A SECOND-ORDER GODUNOV METHOD FOR MULTI-DIMENSIONAL RELATIVISTIC MAGNETOHYDRODYNAMICS

We describe a new Godunov algorithm for relativistic magnetohydrodynamics (RMHD) that combines a simple, unsplit second-order accurate integrator with the constrained transport (CT) method for enforcing the solenoidal constraint on the magnetic field. A variety of approximate Riemann solvers are implemented to compute the fluxes of the conserved variables. The methods are tested with a comprehensive suite of multi-dimensional problems. These tests have helped us develop a hierarchy of correction steps that are applied when the integration algorithm predicts unphysical states due to errors in the fluxes, or errors in the inversion between conserved and primitive variables. Although used exceedingly rarely, these corrections dramatically improve the stability of the algorithm. We present preliminary results from the application of these algorithms to two problems in RMHD: the propagation of supersonic magnetized jets and the amplification of magnetic field by turbulence driven by the relativistic Kelvin-Helmholtz instability (KHI). Both of these applications reveal important differences between the results computed with Riemann solvers that adopt different approximations for the fluxes.
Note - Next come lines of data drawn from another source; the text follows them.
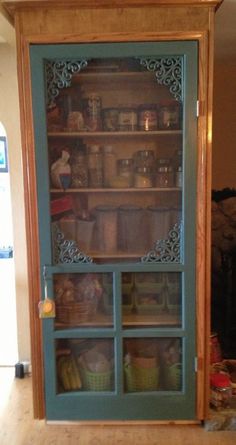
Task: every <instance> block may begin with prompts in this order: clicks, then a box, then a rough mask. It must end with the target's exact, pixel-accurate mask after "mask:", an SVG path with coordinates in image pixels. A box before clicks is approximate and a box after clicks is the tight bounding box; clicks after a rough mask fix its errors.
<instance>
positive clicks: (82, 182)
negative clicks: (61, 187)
mask: <svg viewBox="0 0 236 445" xmlns="http://www.w3.org/2000/svg"><path fill="white" fill-rule="evenodd" d="M70 160H71V178H72V183H71V186H72V188H83V187H88V165H87V155H86V147H85V146H84V145H80V146H78V147H75V149H74V150H73V151H72V154H71V158H70Z"/></svg>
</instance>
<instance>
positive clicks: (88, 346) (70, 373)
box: [56, 339, 114, 393]
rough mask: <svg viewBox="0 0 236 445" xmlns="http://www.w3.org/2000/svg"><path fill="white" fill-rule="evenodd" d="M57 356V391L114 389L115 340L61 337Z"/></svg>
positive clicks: (57, 351)
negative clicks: (114, 346)
mask: <svg viewBox="0 0 236 445" xmlns="http://www.w3.org/2000/svg"><path fill="white" fill-rule="evenodd" d="M56 357H57V360H56V366H57V392H58V393H61V392H67V391H96V392H98V391H100V392H101V391H102V392H103V391H113V390H114V345H113V340H111V339H108V340H107V339H60V340H57V341H56Z"/></svg>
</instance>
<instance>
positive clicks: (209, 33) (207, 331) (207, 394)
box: [204, 11, 214, 418]
mask: <svg viewBox="0 0 236 445" xmlns="http://www.w3.org/2000/svg"><path fill="white" fill-rule="evenodd" d="M213 36H214V11H211V12H210V14H209V52H208V63H209V70H208V82H207V85H208V114H207V141H206V161H207V165H206V186H205V187H206V189H205V194H206V241H205V245H206V280H205V287H206V309H205V316H206V323H205V326H206V335H205V345H204V346H205V362H204V365H205V376H206V378H205V418H207V417H208V416H209V397H210V384H209V373H210V341H209V339H210V333H211V190H212V115H213V77H214V76H213V74H214V73H213V69H214V38H213Z"/></svg>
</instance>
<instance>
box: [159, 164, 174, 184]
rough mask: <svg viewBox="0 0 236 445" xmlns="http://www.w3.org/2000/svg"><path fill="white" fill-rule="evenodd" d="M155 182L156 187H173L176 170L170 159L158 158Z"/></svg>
mask: <svg viewBox="0 0 236 445" xmlns="http://www.w3.org/2000/svg"><path fill="white" fill-rule="evenodd" d="M155 183H156V184H155V185H156V187H173V185H174V171H173V167H172V165H171V164H170V160H169V159H164V158H163V159H158V162H157V173H156V181H155Z"/></svg>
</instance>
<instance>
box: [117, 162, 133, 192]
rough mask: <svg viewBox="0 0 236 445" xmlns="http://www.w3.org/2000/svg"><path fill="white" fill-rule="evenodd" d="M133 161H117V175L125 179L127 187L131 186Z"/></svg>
mask: <svg viewBox="0 0 236 445" xmlns="http://www.w3.org/2000/svg"><path fill="white" fill-rule="evenodd" d="M133 164H134V162H133V159H132V158H128V159H118V161H117V167H118V175H119V176H121V177H124V178H126V179H127V183H128V186H129V187H132V185H133V171H134V170H133Z"/></svg>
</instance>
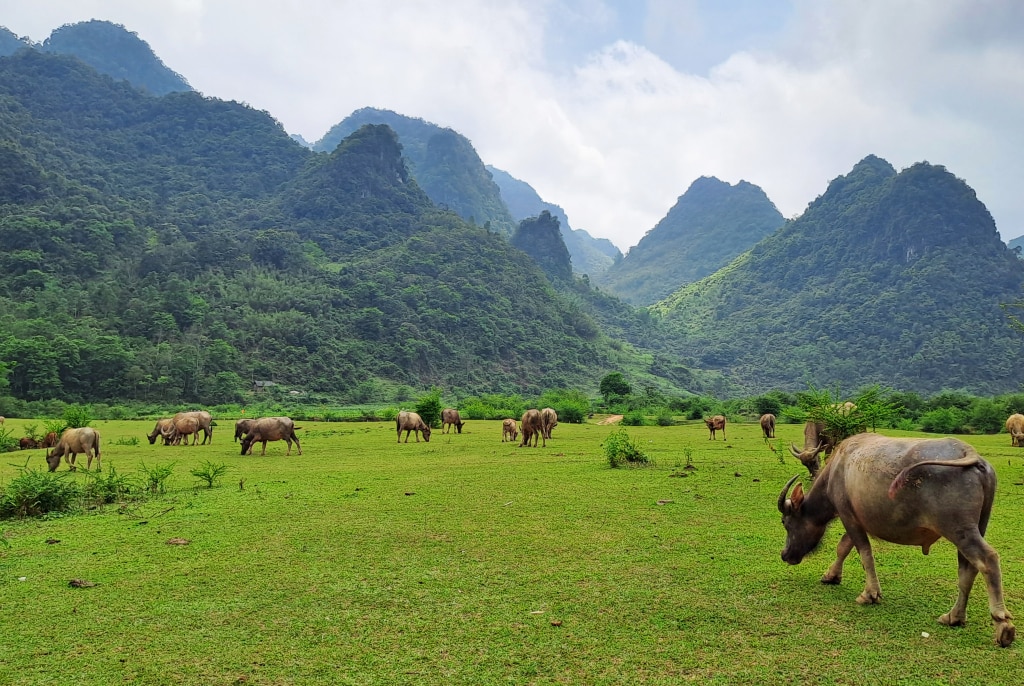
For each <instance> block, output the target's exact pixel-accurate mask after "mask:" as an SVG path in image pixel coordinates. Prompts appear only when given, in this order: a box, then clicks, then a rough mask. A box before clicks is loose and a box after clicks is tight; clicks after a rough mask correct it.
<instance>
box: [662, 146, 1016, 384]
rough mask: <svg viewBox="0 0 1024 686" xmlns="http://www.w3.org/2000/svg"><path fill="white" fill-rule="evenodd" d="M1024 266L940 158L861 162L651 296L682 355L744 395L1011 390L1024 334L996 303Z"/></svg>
mask: <svg viewBox="0 0 1024 686" xmlns="http://www.w3.org/2000/svg"><path fill="white" fill-rule="evenodd" d="M1022 286H1024V264H1022V262H1021V261H1020V260H1018V259H1017V258H1016V256H1015V255H1014V253H1013V252H1011V251H1010V250H1009V249H1008V248H1007V246H1006V245H1005V244H1004V243H1002V242H1001V241H1000V240H999V235H998V232H997V231H996V229H995V225H994V223H993V221H992V217H991V215H990V214H989V213H988V211H987V210H986V209H985V206H984V205H982V203H981V202H979V201H978V199H977V197H976V195H975V192H974V191H973V190H972V189H971V188H970V187H969V186H968V185H967V184H966V183H965V182H964V181H963V180H961V179H957V178H956V177H955V176H953V175H952V174H950V173H949V172H948V171H946V170H945V169H944V168H943V167H941V166H933V165H930V164H926V163H921V164H916V165H914V166H912V167H910V168H908V169H906V170H904V171H902V172H900V173H898V174H897V173H896V171H895V169H893V167H892V166H891V165H890V164H889V163H887V162H886V161H884V160H881V159H879V158H877V157H873V156H872V157H868V158H866V159H864V160H863V161H862V162H860V163H859V164H857V165H856V166H855V167H854V168H853V170H851V172H850V173H849V174H847V175H845V176H841V177H839V178H837V179H835V180H834V181H831V183H829V184H828V188H827V190H826V191H825V192H824V194H823V195H822V196H821V197H819V198H818V199H817V200H816V201H814V203H812V204H811V205H810V206H809V207H808V209H807V210H806V211H805V212H804V214H803V215H801V217H799V218H798V219H795V220H792V221H788V222H786V223H785V225H784V226H782V228H781V229H780V230H778V231H777V232H776V233H774V234H772V235H770V237H768V238H766V239H764V240H763V241H761V242H760V243H758V244H757V245H756V246H755V247H754V248H753V249H751V250H750V251H748V252H746V253H744V254H743V255H741V256H740V257H738V258H737V259H735V260H734V261H733V262H732V263H731V264H729V265H728V266H727V267H726V268H724V269H721V270H719V271H718V272H716V273H715V274H713V275H711V276H708V277H707V278H703V280H702V281H700V282H697V283H695V284H691V285H689V286H687V287H685V288H683V289H682V290H680V291H678V292H677V293H675V294H673V295H672V296H671V297H670V298H668V299H667V300H665V301H664V302H662V303H659V304H658V305H657V306H656V307H655V311H656V312H657V313H659V314H660V315H662V316H663V317H664V318H665V320H666V323H667V325H668V326H670V327H671V328H672V330H673V332H674V334H673V335H672V336H671V340H673V342H674V343H673V344H674V345H675V346H677V347H675V350H676V351H677V352H678V354H679V355H680V356H681V359H682V360H683V362H684V363H686V365H689V366H693V367H697V368H700V369H709V370H719V371H721V372H722V373H723V374H724V375H726V376H727V377H728V378H729V379H730V380H732V381H733V382H735V383H736V384H738V385H740V386H741V387H742V388H743V389H745V390H746V391H748V392H762V391H766V390H768V389H772V388H787V389H800V388H801V386H802V385H803V384H806V383H808V382H810V383H813V384H815V385H817V386H819V387H823V386H830V385H831V384H836V383H840V384H842V385H843V386H844V388H845V389H846V390H853V389H854V388H855V387H860V386H862V385H866V384H872V383H877V384H881V385H882V386H885V387H891V388H897V389H903V390H914V391H918V392H923V393H935V392H938V391H941V390H943V389H956V390H966V391H969V392H974V393H979V394H995V393H999V392H1008V391H1013V390H1019V388H1020V384H1021V383H1022V382H1024V369H1022V368H1021V367H1020V366H1018V365H1016V363H1015V362H1014V361H1013V360H1016V359H1017V357H1018V356H1019V355H1020V351H1021V347H1022V344H1024V339H1022V335H1021V334H1020V333H1018V332H1017V331H1015V330H1013V329H1012V328H1011V326H1010V325H1009V323H1008V317H1007V313H1006V312H1004V311H1002V309H1001V307H1000V305H1002V304H1005V303H1011V302H1015V301H1018V300H1019V299H1020V298H1021V294H1022Z"/></svg>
For example, we show that the use of Riemann solvers that include both contact and rotational discontinuities can increase the strength of the magnetic field within the cocoon by a factor of 10 in simulations of RMHD jets and can increase the spectral resolution of three-dimensional RMHD turbulence driven by the KHI by a factor of two. This increase in accuracy far outweighs the associated increase in computational cost. Our RMHD scheme is publicly available as part of the Athena code.